Cambridge et l’islam, une histoire d’amour
Pas plus tard qu’en 2023, ajoute The Spectator, des entités islamiques ont co-organisé avec Cambridge, Mme Ahmed étant au nombre des organisateurs, « une conférence sur l’islam, la science et l’éducation afin de “reconnaître le rôle de la science dans le cadre d’un projet moderniste et colonial plus large” et d’“examiner les remises en cause” de la conception qui “considère la science comme un ‘savoir objectif’” ».
D’autres initiatives portent sa signature, telle l’organisation en décembre 2023 d’une conférence sur la manière de « se défaire des modes de formation des enseignants conventionnels et à s’orienter vers un développement professionnel des enseignants ancré dans l’islam », dont le but est de « préparer l’élève musulman à l’akhira », la vie après la mort.
Mais ce n’est pas à la manière de l’éducation occidentale, qu’elle soit dévoyée dans la prédication de l’athéisme ou non : The Spectator souligne que Farah Ahmed est l’auteur en 2025 d’une « boîte à outils » d’évaluation des écoles où l’on peut lire que le concept islamique de l’éducation s’oppose radicalement à « l’acquisition de compétences en lecture, en écriture, en calcul et dans d’autres disciplines attestées par des diplômes ». Ce travail s’est fait dans le cadre des Cambridge Dialogues au titre des liens tissés par la faculté de l’éducation de son université avec les Conférences mondiales sur l’éducation islamique.
Cambridge soutient l’islam
Quoi qu’il en soit des appartenances islamiques de ce professeur assistant – appartenances qui sont en même temps politiques du fait de la nature de l’islam qui est aussi un Etat dans l’Etat – on retiendra que les objectifs de l’extension de l’islam sont bien présents, et le soin pris à éloigner les enfants islamiques de la culture de leur pays d’accueil.

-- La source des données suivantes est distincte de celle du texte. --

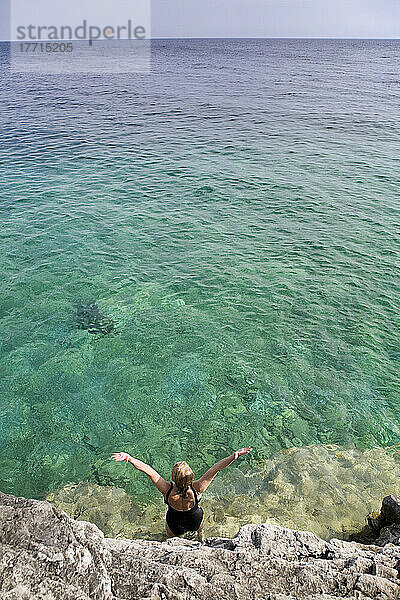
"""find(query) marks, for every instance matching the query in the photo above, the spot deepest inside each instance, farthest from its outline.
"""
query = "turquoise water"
(233, 217)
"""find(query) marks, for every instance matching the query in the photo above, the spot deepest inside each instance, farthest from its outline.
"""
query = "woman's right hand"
(117, 456)
(242, 451)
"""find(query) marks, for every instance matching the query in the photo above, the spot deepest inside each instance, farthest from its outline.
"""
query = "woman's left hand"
(121, 456)
(242, 451)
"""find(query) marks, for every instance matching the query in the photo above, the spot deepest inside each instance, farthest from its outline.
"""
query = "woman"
(182, 494)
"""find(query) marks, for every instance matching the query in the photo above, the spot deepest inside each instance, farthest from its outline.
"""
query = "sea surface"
(197, 259)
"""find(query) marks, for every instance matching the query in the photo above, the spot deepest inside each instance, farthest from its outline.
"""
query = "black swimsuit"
(181, 521)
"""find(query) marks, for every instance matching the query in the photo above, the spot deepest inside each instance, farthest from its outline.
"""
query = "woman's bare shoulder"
(196, 487)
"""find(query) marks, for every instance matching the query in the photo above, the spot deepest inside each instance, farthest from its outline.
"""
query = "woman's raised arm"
(156, 478)
(202, 484)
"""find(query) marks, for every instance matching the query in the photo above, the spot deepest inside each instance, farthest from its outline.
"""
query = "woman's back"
(177, 502)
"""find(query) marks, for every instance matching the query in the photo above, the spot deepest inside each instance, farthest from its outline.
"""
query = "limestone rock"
(46, 555)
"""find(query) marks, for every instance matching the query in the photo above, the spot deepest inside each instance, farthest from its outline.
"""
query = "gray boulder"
(45, 555)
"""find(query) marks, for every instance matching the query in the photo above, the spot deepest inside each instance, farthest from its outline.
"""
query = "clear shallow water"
(236, 214)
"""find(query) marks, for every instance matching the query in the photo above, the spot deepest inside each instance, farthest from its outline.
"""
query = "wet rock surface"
(48, 556)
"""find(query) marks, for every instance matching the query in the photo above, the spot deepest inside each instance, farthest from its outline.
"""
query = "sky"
(259, 18)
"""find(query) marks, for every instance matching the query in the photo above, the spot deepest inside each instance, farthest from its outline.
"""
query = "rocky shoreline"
(46, 555)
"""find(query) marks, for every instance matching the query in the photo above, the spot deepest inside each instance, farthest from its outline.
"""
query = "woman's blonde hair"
(182, 474)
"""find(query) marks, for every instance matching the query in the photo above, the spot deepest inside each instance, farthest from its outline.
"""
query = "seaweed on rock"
(89, 317)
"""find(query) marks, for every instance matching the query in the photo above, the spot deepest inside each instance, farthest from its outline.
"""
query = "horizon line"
(208, 38)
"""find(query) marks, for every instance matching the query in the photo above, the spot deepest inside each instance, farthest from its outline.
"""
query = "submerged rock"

Que notre pauvre Occident ait lui-même rompu avec son histoire et sa foi n’est pas contestable – nous dénonçons assez la manière dont l’Education nationale en France déracine, décervèle et démoralise tant qu’elle peut. Les musulmans ont beau jeu de le mettre en évidence. Mais on a affaire ici aux menées d’une religion, l’islam, qui s’est établie au moyen de la conquête, et qui poursuit ses objectifs par tous les moyens, y compris la taqqiya qui permet le mensonge pour le bien de la cause, et qui ne connaît pas la distinction entre les pouvoirs spirituel et temporel.
Autant de raisons pour ne pas laisser l’université se soumettre à ses visées… Mais le multiculturalisme a la vie dure, et sert ceux qui sont prêts à s’en emparer.